Penalties: non-public app; absolute paths (−0.5); missing README (−0.5); major inconsistencies.
🛠️ Technical Requirements
- Python 3.10+
- Packages:
geopandas,rasterio,rasterstats,rioxarray,shapely,pyproj,matplotlib,pandas,numpy,streamlit - Vectors: shapefiles/GeoJSON of districts or provinces (consistent with your analysis).
- CRS: read/work in EPSG:4326; if computing areas, reproject to an appropriate UTM zone.
🔁 Recommended Workflow
3.1 Data preparation
- Load boundary shapes and ensure name/UBIGEO fields are uppercase and without diacritics.
- Load the Tmin GeoTIFF. If multiband (months/years), iterate over bands (assume Band 1 = 2020, etc.).
3.2 Zonal statistics
- Units: if the raster is scaled (°C × 10), rescale to actual °C.
- Minimum metrics:
count,mean,min,max,std,percentile_10,percentile_90(+1 custom). - Territorial level: district (preferred); use province/department if limited by hardware.
3.3 Analysis & visualizations
- Distribution: histogram/KDE of district-level mean Tmin.
- Ranking: Top 15 districts with lowest mean Tmin (frost risk) and top 15 highest.
- Map: static choropleth with GeoPandas; save PNG for the app and provide a downloadable table.

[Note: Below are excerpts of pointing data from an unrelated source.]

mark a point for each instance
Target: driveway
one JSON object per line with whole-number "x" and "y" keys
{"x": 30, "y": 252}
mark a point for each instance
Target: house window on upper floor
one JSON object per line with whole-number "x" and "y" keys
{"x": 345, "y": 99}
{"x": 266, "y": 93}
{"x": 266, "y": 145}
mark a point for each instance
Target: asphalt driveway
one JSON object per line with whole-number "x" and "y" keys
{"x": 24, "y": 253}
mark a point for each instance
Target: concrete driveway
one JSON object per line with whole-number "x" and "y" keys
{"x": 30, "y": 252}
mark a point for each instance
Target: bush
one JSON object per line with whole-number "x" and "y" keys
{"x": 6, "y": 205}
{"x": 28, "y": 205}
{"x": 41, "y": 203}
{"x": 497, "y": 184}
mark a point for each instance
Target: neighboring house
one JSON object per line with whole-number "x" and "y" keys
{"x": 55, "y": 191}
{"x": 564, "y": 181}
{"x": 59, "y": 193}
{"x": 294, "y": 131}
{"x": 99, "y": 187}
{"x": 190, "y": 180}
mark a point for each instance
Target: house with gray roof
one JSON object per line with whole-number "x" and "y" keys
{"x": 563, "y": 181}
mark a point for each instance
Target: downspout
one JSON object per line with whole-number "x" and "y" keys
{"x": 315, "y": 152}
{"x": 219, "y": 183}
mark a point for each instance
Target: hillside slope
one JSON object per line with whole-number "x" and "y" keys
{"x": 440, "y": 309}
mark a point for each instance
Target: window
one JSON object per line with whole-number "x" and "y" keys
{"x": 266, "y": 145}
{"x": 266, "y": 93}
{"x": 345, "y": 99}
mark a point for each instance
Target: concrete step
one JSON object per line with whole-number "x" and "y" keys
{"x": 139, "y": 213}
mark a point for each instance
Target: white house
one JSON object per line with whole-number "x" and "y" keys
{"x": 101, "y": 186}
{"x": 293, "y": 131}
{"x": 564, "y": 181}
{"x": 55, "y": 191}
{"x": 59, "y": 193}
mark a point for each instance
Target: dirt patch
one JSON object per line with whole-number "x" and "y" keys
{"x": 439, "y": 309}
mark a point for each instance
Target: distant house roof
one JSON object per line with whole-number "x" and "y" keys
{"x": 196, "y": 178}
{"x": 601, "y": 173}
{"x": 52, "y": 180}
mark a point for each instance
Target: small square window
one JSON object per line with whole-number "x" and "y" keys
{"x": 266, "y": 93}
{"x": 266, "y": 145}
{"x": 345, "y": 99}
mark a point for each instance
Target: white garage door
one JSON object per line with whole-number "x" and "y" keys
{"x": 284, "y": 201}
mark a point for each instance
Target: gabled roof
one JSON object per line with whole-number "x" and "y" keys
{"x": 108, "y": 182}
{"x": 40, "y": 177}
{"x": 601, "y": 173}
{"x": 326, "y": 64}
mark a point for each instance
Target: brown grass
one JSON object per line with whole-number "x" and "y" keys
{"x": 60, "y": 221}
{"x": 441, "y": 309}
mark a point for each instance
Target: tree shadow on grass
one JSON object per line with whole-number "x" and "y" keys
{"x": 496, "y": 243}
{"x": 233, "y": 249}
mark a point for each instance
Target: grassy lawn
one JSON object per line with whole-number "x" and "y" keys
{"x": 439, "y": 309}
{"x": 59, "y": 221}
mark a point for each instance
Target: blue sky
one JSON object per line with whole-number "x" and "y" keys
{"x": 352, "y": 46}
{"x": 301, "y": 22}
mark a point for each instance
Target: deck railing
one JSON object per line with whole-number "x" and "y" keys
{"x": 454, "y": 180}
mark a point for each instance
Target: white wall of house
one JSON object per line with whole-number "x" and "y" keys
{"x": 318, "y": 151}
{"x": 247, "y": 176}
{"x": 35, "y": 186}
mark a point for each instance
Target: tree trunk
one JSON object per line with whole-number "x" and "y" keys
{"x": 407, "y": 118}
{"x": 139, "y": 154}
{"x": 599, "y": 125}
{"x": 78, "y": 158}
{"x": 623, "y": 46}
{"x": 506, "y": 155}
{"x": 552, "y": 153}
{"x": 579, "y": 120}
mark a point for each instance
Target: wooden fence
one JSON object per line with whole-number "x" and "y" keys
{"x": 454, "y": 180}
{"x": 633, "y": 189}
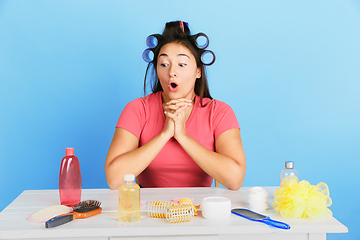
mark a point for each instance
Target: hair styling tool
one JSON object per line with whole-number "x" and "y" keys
{"x": 253, "y": 216}
{"x": 49, "y": 212}
{"x": 172, "y": 213}
{"x": 83, "y": 209}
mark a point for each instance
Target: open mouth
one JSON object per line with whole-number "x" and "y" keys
{"x": 173, "y": 86}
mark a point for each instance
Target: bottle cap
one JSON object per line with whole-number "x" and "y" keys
{"x": 129, "y": 177}
{"x": 69, "y": 151}
{"x": 289, "y": 165}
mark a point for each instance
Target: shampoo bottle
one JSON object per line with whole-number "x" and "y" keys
{"x": 289, "y": 170}
{"x": 129, "y": 200}
{"x": 70, "y": 179}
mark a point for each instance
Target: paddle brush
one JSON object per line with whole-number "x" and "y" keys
{"x": 83, "y": 209}
{"x": 253, "y": 216}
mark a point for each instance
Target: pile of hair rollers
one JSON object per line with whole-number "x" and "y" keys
{"x": 301, "y": 199}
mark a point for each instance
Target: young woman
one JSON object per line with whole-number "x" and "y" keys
{"x": 177, "y": 136}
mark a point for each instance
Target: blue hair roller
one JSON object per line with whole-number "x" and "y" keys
{"x": 152, "y": 41}
{"x": 202, "y": 41}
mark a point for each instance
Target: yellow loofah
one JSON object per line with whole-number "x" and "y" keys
{"x": 301, "y": 199}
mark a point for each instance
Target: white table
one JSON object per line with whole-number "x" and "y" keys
{"x": 14, "y": 223}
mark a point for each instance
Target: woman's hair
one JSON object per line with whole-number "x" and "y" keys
{"x": 178, "y": 32}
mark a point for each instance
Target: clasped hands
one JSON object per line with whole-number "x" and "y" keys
{"x": 177, "y": 112}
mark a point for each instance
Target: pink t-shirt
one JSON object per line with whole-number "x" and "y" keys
{"x": 173, "y": 167}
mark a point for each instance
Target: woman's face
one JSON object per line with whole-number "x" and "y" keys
{"x": 177, "y": 71}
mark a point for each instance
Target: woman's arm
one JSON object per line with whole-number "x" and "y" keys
{"x": 126, "y": 157}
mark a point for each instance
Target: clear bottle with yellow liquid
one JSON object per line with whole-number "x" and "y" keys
{"x": 129, "y": 200}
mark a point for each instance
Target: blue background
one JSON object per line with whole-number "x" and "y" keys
{"x": 289, "y": 69}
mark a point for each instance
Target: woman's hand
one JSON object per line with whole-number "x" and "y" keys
{"x": 177, "y": 112}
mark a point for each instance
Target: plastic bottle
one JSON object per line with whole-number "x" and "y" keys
{"x": 70, "y": 179}
{"x": 289, "y": 170}
{"x": 129, "y": 200}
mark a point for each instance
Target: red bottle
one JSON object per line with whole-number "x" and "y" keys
{"x": 70, "y": 179}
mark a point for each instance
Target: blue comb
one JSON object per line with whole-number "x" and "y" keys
{"x": 253, "y": 216}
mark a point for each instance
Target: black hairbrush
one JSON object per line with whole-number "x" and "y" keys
{"x": 83, "y": 209}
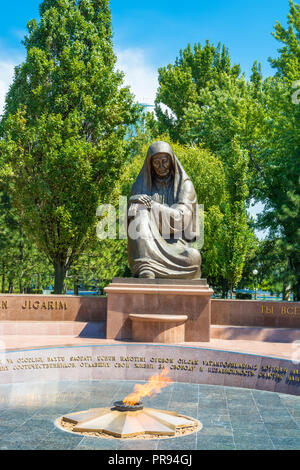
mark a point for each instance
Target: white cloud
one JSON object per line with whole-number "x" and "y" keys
{"x": 6, "y": 77}
{"x": 139, "y": 75}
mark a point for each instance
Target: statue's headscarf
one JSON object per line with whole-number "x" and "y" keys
{"x": 143, "y": 183}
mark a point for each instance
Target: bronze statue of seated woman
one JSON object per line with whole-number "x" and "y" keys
{"x": 162, "y": 219}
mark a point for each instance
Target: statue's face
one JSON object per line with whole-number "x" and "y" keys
{"x": 161, "y": 164}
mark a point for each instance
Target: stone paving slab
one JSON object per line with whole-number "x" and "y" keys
{"x": 241, "y": 420}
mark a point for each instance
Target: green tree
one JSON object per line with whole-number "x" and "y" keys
{"x": 181, "y": 84}
{"x": 280, "y": 149}
{"x": 62, "y": 133}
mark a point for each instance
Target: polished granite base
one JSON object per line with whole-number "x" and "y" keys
{"x": 232, "y": 418}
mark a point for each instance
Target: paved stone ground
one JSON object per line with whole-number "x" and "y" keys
{"x": 232, "y": 418}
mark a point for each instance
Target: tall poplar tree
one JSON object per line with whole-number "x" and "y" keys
{"x": 62, "y": 133}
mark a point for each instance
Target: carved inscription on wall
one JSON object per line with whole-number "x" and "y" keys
{"x": 283, "y": 310}
{"x": 195, "y": 367}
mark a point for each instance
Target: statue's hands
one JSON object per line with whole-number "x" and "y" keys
{"x": 142, "y": 199}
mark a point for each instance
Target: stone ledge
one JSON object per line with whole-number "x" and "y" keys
{"x": 158, "y": 318}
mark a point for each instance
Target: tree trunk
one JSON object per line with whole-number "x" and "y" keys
{"x": 3, "y": 278}
{"x": 76, "y": 283}
{"x": 296, "y": 291}
{"x": 60, "y": 274}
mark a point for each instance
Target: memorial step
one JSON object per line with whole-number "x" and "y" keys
{"x": 53, "y": 328}
{"x": 270, "y": 335}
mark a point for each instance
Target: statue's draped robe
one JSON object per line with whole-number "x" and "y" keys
{"x": 166, "y": 230}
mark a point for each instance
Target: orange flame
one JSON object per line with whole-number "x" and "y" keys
{"x": 153, "y": 386}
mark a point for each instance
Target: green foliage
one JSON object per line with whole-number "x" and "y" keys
{"x": 64, "y": 125}
{"x": 280, "y": 148}
{"x": 181, "y": 84}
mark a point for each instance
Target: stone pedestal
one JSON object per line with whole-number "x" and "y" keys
{"x": 159, "y": 297}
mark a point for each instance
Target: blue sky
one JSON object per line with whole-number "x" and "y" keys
{"x": 149, "y": 34}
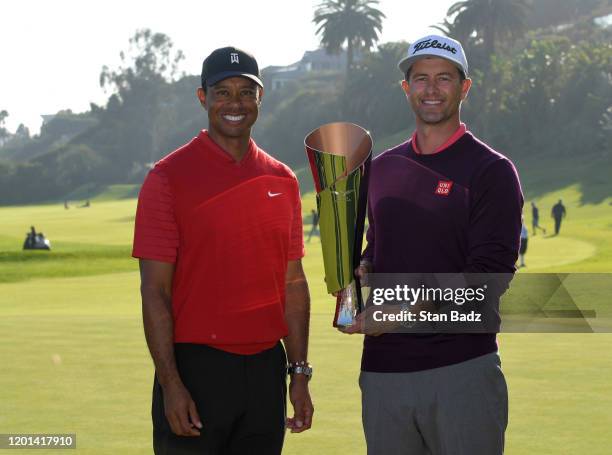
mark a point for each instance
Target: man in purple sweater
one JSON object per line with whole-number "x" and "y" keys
{"x": 445, "y": 202}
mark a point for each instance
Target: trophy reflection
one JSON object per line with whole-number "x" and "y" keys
{"x": 339, "y": 155}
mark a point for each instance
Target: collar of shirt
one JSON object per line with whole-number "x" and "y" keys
{"x": 451, "y": 140}
{"x": 217, "y": 151}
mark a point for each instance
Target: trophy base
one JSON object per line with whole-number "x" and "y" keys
{"x": 347, "y": 307}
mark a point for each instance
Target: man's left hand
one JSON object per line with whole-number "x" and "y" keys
{"x": 302, "y": 404}
{"x": 365, "y": 323}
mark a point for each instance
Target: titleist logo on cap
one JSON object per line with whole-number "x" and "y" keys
{"x": 434, "y": 44}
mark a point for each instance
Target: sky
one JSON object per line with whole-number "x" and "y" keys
{"x": 52, "y": 52}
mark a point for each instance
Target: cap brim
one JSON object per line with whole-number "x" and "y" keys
{"x": 405, "y": 64}
{"x": 219, "y": 77}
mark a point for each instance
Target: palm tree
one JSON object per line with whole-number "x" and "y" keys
{"x": 491, "y": 20}
{"x": 356, "y": 22}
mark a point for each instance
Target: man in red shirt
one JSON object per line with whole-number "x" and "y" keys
{"x": 219, "y": 237}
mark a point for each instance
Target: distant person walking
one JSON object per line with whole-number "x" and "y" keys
{"x": 558, "y": 212}
{"x": 535, "y": 219}
{"x": 523, "y": 246}
{"x": 315, "y": 223}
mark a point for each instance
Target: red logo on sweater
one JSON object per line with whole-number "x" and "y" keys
{"x": 444, "y": 187}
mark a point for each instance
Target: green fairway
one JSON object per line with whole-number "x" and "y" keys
{"x": 75, "y": 360}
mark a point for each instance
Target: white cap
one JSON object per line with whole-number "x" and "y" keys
{"x": 435, "y": 46}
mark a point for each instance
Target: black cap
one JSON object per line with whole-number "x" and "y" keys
{"x": 229, "y": 62}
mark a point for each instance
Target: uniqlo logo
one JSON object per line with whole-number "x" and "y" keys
{"x": 444, "y": 187}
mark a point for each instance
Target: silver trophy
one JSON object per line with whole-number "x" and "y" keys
{"x": 340, "y": 155}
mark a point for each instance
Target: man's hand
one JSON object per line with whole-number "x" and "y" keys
{"x": 362, "y": 271}
{"x": 181, "y": 411}
{"x": 302, "y": 404}
{"x": 365, "y": 323}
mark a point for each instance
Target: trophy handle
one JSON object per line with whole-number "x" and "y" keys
{"x": 349, "y": 303}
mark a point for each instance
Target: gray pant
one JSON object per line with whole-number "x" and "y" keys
{"x": 460, "y": 409}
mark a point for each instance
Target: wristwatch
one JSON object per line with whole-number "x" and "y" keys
{"x": 300, "y": 368}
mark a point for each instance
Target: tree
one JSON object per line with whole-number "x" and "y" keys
{"x": 490, "y": 20}
{"x": 151, "y": 57}
{"x": 356, "y": 22}
{"x": 4, "y": 134}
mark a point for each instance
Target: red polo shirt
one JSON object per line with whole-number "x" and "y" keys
{"x": 230, "y": 228}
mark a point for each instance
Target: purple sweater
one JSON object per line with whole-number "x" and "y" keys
{"x": 418, "y": 224}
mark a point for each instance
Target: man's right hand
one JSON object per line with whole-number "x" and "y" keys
{"x": 180, "y": 410}
{"x": 362, "y": 271}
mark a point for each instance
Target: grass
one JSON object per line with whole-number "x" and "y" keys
{"x": 74, "y": 357}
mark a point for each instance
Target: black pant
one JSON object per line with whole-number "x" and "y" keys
{"x": 241, "y": 400}
{"x": 557, "y": 225}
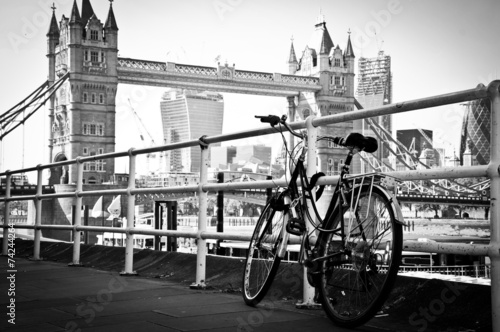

3.4 Public policy (guide) -- Text
Focus on high-Andean frost (Puno, Cusco, Ayacucho, Huancavelica, Pasco, etc.) and Amazon cold surges (Loreto, Ucayali, Madre de Dios). For each proposal include:
- Specific objective (e.g., reduce ILI/ARI, agricultural losses, missed school days).
- Target population/territory (districts ≤ Tmin p10).
- Intervention (e.g., thermal housing/ISUR, anti-frost kits, agricultural calendars, livestock shelters).
- Estimated cost (simple assumptions; S/ per household/school/clinic).
- KPI (e.g., −X% ARI cases in ESSALUD/MINSA; −X% alpaca mortality; +X% school attendance).
📤 Submission (Repository & Dashboard Links)
Deadline:28 September 23:59
Please submit both your:
- GitHub repository URL, and
- Deployed Streamlit dashboard URL
in the following Google Sheet:
👉 [Submission Excel – Repository & Dashboard Links]
Your Streamlit app must be deployed (e.g., Streamlit Community Cloud) and linked in the sheet above.